Yesterday, Barrigan-Parrilla spoke at the DCA Board of Directors meeting in Sacramento to remind them that the joint powers authority may not initiate construction of a new Delta conveyance facility under certain conditions are met under state law:
“Today, I would like to remind the DCDCA of Water Code 850589 — provision b Construction of a new Delta conveyance facility shall not be initiated until the joint powers authority representing those entities have made arrangements or entered into contracts to pay for both of the following: (b) Full mitigation of property tax or assessments levied by local governments or special districts for land used in the construction, location, mitigation, or operation of new Delta conveyance facilities.
This has not been completed, and speaks to a broader issue — dozens of permits and processes legally required remain incomplete — yet this body is approving contracts in the tens of millions of dollars to move forward with the project. And we still do not have a fully flesched financial plan for the tunnels.”
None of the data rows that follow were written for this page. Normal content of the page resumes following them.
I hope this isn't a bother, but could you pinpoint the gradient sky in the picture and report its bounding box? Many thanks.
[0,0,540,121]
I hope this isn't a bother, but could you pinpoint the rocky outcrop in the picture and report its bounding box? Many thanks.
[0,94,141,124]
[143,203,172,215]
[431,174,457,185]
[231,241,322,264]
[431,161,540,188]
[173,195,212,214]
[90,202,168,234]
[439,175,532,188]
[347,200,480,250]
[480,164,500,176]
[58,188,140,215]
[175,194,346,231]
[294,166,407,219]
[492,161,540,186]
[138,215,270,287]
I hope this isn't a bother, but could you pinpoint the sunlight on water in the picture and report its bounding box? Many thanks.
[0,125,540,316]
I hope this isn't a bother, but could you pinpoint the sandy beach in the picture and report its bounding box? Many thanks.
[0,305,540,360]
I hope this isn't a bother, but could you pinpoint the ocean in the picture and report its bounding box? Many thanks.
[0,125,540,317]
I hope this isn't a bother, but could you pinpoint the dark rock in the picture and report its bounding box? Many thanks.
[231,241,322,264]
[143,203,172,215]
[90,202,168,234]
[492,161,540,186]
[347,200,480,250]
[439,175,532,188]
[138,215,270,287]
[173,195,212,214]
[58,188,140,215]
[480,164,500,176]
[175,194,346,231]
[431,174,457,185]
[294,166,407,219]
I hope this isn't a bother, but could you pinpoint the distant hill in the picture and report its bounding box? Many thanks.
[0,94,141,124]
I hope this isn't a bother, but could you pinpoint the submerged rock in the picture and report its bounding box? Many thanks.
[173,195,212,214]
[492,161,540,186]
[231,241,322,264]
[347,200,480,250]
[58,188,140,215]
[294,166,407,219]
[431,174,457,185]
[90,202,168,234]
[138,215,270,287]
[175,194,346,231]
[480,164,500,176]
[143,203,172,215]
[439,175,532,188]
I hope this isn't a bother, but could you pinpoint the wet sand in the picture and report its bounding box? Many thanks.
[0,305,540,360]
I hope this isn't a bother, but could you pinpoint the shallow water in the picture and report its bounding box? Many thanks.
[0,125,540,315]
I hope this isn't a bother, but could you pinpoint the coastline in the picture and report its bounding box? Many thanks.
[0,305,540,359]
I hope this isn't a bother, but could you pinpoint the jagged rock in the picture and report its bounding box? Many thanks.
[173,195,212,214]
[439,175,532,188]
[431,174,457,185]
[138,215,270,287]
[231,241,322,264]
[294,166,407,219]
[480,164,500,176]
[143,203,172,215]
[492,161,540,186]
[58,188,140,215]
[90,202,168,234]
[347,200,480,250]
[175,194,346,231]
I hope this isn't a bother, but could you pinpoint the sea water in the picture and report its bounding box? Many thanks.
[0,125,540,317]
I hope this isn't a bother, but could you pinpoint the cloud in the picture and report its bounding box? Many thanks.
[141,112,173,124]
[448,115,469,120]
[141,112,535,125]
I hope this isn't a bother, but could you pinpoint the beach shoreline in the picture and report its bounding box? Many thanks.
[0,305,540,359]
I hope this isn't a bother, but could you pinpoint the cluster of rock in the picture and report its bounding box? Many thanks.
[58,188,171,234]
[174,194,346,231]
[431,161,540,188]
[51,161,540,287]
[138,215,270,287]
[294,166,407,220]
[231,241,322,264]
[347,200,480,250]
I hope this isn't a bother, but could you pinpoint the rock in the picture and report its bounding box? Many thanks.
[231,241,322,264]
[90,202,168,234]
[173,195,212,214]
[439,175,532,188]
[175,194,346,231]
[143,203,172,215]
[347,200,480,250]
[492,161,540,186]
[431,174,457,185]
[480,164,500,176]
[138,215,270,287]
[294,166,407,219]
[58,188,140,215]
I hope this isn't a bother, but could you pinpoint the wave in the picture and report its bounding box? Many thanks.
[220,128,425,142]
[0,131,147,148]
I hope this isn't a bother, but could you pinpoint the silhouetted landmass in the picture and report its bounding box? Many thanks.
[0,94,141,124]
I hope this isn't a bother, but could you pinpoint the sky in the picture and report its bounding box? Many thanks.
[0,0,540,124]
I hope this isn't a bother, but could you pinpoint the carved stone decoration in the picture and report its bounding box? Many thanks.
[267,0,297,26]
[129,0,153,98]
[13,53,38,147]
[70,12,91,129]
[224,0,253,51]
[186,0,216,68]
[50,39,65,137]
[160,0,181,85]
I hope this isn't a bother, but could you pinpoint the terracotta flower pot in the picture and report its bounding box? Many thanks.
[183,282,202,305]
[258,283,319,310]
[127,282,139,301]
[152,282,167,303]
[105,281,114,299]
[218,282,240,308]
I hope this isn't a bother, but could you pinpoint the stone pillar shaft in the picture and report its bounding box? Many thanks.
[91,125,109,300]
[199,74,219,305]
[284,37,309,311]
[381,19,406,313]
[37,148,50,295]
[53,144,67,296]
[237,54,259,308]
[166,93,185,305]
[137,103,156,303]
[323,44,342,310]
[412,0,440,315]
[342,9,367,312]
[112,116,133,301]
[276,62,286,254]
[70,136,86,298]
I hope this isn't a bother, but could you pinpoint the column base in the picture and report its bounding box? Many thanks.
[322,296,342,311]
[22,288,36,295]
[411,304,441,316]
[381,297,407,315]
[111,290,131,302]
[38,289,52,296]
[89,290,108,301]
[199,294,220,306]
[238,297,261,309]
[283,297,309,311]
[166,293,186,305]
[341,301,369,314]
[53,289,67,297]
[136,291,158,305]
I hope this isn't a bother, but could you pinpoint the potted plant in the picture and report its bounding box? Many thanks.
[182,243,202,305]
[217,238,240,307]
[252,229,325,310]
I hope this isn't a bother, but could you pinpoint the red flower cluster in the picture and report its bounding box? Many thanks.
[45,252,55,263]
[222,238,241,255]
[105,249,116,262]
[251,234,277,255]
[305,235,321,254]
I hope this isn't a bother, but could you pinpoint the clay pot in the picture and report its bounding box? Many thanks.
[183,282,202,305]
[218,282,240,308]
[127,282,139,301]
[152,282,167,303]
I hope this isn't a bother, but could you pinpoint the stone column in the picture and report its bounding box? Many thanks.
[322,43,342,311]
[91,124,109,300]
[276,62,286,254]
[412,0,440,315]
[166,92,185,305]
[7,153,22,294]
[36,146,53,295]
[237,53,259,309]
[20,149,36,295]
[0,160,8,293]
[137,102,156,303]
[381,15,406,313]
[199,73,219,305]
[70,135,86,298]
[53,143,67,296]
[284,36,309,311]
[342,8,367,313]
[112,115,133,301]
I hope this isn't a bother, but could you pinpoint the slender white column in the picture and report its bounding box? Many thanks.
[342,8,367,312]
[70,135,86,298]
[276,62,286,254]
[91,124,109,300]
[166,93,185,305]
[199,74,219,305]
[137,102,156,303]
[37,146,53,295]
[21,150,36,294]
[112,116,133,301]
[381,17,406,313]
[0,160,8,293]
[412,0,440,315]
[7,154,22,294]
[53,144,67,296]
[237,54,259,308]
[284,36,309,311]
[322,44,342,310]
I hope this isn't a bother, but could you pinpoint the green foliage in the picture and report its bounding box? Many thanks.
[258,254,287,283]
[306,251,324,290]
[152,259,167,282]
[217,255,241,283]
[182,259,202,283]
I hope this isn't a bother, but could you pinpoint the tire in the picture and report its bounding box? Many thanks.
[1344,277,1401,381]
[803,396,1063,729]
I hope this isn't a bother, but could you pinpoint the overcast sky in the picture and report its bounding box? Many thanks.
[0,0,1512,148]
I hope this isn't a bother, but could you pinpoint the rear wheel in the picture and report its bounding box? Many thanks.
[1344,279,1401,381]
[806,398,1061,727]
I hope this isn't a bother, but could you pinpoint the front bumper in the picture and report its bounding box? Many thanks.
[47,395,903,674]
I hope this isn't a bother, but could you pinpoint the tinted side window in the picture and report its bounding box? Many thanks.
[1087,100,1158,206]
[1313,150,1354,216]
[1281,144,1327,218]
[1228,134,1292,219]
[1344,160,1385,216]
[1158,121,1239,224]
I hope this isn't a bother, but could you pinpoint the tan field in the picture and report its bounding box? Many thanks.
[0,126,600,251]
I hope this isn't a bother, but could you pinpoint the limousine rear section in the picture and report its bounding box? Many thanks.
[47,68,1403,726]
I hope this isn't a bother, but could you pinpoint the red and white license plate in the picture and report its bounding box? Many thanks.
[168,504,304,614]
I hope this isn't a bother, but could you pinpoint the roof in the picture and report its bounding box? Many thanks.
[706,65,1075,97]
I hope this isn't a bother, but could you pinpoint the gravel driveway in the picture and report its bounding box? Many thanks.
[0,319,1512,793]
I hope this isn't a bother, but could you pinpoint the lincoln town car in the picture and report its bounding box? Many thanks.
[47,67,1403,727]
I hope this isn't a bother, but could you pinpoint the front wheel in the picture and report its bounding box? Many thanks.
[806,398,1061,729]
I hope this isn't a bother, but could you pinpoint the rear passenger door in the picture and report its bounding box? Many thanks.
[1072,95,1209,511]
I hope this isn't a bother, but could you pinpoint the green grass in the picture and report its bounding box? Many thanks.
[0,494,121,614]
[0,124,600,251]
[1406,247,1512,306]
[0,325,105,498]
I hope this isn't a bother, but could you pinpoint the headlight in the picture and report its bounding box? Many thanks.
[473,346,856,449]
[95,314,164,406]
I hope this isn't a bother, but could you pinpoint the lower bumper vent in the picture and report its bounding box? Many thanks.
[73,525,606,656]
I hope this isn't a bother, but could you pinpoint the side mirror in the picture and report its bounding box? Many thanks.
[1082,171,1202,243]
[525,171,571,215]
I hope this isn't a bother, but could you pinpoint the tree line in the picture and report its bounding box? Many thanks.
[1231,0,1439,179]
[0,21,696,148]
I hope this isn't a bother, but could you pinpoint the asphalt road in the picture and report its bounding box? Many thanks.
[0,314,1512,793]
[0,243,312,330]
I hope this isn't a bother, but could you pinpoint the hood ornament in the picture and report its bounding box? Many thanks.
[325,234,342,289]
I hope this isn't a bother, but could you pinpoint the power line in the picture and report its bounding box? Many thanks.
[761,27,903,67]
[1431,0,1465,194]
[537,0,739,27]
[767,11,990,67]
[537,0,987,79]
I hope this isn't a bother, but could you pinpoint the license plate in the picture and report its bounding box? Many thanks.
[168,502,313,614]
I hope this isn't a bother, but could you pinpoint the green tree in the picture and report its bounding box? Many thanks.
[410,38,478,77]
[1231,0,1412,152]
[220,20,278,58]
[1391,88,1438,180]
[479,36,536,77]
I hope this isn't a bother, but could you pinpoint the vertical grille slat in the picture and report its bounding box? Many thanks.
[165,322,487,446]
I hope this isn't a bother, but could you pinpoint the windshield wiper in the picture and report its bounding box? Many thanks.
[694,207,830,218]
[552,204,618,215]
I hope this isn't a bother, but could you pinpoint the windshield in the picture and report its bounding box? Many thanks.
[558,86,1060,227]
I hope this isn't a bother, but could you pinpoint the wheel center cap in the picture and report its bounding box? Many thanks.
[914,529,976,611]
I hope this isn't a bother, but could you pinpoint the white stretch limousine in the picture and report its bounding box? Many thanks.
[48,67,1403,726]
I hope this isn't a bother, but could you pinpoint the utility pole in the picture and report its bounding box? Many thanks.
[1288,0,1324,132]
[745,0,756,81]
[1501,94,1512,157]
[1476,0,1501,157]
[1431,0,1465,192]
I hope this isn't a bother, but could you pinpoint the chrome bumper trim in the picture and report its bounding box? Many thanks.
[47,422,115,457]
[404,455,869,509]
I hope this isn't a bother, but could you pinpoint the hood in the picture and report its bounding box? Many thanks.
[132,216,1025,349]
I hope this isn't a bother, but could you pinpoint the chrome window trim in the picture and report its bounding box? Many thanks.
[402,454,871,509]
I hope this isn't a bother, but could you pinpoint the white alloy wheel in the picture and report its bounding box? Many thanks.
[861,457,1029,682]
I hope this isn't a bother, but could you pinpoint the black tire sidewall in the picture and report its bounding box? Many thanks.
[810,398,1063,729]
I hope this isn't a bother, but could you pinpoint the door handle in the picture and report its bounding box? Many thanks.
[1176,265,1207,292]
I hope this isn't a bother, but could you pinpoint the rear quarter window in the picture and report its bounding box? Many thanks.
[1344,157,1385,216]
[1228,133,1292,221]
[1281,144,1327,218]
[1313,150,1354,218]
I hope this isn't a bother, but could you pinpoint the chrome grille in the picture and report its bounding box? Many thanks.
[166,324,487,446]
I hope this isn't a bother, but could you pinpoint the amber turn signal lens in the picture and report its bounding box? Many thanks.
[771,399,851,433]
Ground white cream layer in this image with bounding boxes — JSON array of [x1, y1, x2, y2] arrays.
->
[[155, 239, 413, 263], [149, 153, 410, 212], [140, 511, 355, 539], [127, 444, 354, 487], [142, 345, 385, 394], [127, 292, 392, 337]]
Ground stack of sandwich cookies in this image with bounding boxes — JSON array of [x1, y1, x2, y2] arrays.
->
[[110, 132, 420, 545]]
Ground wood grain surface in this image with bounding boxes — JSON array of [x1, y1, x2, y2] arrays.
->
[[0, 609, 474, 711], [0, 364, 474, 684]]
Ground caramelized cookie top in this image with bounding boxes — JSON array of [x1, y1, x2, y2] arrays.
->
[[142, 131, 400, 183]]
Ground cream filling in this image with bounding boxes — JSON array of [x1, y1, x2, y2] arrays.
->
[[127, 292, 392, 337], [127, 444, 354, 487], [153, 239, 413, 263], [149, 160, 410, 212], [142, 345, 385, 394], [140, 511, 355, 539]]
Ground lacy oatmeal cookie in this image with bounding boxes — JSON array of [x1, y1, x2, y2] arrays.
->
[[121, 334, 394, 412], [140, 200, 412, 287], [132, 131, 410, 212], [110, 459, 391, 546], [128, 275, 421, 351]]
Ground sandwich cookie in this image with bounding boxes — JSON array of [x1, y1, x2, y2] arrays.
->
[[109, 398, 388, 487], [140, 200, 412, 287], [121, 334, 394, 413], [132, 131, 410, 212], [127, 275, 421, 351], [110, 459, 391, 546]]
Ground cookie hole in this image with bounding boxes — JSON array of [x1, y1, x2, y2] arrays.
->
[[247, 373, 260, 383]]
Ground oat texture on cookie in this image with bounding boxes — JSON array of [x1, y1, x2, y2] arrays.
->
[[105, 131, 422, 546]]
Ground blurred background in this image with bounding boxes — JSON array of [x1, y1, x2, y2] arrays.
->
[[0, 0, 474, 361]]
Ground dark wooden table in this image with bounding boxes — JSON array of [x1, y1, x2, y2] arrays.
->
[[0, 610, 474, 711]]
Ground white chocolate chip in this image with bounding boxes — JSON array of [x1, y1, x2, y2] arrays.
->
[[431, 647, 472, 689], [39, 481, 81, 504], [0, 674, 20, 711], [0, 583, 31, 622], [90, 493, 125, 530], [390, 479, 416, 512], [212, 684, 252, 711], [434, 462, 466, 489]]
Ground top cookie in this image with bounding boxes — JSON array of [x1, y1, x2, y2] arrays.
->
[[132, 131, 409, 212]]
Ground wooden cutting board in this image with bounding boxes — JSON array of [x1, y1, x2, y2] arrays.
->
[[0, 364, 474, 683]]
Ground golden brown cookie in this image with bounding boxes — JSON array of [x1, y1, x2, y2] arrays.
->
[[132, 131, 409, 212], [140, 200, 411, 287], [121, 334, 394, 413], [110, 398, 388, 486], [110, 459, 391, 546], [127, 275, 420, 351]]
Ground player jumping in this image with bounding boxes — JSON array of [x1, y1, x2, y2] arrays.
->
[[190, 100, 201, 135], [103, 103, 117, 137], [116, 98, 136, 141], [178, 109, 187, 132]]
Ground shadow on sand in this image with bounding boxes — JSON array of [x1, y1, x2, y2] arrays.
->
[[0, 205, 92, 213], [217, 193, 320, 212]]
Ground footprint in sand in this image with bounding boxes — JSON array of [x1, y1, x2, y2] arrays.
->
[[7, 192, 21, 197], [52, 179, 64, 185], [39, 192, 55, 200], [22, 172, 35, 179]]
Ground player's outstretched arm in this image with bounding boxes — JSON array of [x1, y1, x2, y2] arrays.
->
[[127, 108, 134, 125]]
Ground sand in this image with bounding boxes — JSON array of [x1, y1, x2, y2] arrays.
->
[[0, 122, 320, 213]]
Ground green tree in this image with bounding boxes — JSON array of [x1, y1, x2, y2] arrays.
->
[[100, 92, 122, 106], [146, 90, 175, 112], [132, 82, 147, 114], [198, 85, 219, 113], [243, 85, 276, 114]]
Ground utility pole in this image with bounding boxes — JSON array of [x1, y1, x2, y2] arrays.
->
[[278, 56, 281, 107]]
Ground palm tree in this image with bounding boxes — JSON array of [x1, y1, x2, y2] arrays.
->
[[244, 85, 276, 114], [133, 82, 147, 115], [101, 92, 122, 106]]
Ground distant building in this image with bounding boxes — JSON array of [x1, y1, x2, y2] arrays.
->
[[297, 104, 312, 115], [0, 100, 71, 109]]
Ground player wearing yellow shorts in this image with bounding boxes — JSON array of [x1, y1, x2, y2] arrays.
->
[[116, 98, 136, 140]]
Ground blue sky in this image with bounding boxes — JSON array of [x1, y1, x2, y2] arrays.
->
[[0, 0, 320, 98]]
She also brought to light reports about meetings between JPA members and “select” members of the Delta community regarding the California WaterFix that weren’t publicly noticed:
“I also want to remind the DCDCA that Delta County supervisors, assemblymembers, state senators, local district officials and mayors represent the people of the Delta. We are very concerned hearing about meeetings betweeen JPA members and “select” members of the Delta community to work through issues regarding WaterFix.
Elected officials represent the people of the Delta. Period. Even our organization with 60,000 followers does not represent the local government interests of the Delta. We understand that past meetings have ocurred — a dinner here, a meeting there. We expect to see minutes from community meetings and for proper public notice of such meetings before they are held.”
Finally, she pointed out that the video for the JPA meetings is “regularly intermittent.” She urged the board to provide video services for all meetings and create a video archive:
“Last, video for this meeting is regularly intermittent — there is no video archive. There are no video services for the DCFA meetings. WaterFix it the second largest public works project in CA. There are good government groups from throughout the state that want to understand what it is you are doing. If WaterFix is as good as all of you claim it is, then you should want meetings to be transparent.
It’s time for you to take a page out of the High-Speed Rail playbook and to provide video services for all meetings and create a video archive. The people of California have a right to know what it is you are planning, the impacts on water supplies, the environment, and finances.”